Endoscopy 2020; 52(S 01): S107
DOI: 10.1055/s-0040-1704328
ESGE Days 2020 oral presentations
Friday, April 24, 2020 17:00 – 18:30 Biliary diseases Liffey Hall 2
© Georg Thieme Verlag KG Stuttgart · New York

IS USEFUL A COAXIAL PLASTIC STENT WITHIN A LUMEN-APPOSING METAL STENT FOR THE PALLIATIVE MANAGEMENT OF MALIGNANT BILIARY OBSTRUCTION?

AG Sumalla
1   Hospital Universitari de Bellvitge, Barcelona, Spain
,
C Loras
2   Hospital Universitari Mutua de Terrassa, Terrassa, Spain
,
CG Argente
3   Hospital Sant Pau i Santa Creu, Barcelona, Spain
,
J Velasquez-Rodriguez
1   Hospital Universitari de Bellvitge, Barcelona, Spain
,
F Bas-Cutrina
1   Hospital Universitari de Bellvitge, Barcelona, Spain
,
J Busquets
1   Hospital Universitari de Bellvitge, Barcelona, Spain
,
B Laquente
4   Institut Catala d’Oncologia, Barcelona, Spain
,
JB Gornals
1   Hospital Universitari de Bellvitge, Barcelona, Spain
› Author Affiliations
Further Information

Publication History

Publication Date:
23 April 2020 (online)

 
 

    Aims There are doubts concerning the possible benefits derived from the insertion of double-pigtail plastic stents (DPPS) within the lumen-apposing metal stents (LAMS) in the EUS-guided transmural biliary drainage (BD). Aims to assess if the use of a coaxial DPPS within a LAMS provides more security in the EUS-BD for the palliative management in malignant biliary obstruction.

    Methods This is a multicenter retrospective study from 3 tertiary institutions. Period: May 2015 to October 2019. Comparative evaluation of two strategies: biliary LAMS with vs without DPPS.

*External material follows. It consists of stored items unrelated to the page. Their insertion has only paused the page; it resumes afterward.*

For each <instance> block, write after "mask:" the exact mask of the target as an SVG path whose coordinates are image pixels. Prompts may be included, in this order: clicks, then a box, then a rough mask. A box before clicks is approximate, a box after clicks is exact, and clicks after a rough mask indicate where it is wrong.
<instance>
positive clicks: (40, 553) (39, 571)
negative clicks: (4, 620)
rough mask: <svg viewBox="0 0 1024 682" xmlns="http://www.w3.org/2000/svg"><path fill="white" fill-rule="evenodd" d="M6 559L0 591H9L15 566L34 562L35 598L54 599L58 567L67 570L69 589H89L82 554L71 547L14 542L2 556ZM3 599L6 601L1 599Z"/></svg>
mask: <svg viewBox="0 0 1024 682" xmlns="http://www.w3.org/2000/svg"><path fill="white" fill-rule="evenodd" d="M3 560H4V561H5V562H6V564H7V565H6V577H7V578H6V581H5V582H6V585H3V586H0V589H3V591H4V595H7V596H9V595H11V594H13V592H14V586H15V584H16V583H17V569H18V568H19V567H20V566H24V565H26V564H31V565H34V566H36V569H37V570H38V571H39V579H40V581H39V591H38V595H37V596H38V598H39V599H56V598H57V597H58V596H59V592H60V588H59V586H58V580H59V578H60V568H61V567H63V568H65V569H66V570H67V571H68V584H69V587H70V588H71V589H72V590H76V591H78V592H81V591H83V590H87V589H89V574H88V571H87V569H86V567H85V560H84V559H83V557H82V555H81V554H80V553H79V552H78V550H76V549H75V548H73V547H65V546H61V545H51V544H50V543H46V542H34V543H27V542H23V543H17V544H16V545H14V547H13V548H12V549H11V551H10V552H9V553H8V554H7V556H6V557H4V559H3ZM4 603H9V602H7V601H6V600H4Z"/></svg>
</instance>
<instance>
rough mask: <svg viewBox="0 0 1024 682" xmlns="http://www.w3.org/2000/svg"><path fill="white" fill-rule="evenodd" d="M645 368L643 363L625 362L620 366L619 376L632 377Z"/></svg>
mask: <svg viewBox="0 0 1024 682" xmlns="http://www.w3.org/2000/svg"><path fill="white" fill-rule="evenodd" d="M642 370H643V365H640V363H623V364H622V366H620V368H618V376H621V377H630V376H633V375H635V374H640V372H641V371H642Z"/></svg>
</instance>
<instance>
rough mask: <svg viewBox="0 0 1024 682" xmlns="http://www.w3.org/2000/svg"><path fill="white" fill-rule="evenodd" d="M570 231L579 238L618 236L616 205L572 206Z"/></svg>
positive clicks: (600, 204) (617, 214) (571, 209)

    Inclusion Unresectable/inoperable biliopancreatic cases, with failed CPRE. Exclusion: borderline cancer cases, use of others stents.

    Clinical success Bilirubin decrease > 50% at 4 weeks.

    Results Twenty-eight cases of EUS-BD (cholechoduodenostomies) using LAMS. Eighteen women (64%), mean age 70,4 years. Indication: jaundice (n=23), cholangitis (n=5). CBD diameter: average 17.3 mm (SD 3.71mm). Technical success: 100%. Freehand technique + guidewire (n=12), previous puncture with needle 19 G + guidewire (n=16). Technical and clinical success rates of 100% and 82%, respectively. Major proportion of LAMS alone (61%) compared to LAMS + coaxial DPPS (39%). Global adverse events (AE) of 17.8%, and for each group (LAMS, 18% of AEs; LAMS+DPPS 17,6% of AEs). Immediate AE (< 24h): duodenal perforation (n=1), bleeding (n=1), migration (n=1). Late AEs: peritonitis (n=1), cholecystitis (n=1). Three late cholangitis (10.7%) that required reintervention for occluded stent. No differences in safety related to different technical aspects (freehand vs needle). No differences between both groups, in terms of clinical success, survival and safety. Minor length of procedure without DPPS placement (91.3 min vs. 46.2 min p < 0.05).

    Conclusions The technical variant of adding a coaxial DPPS within LAMS in EUS-BD procedures of malignant biliary obstruction, does not seem to increase the safety and lengthens the procedure time.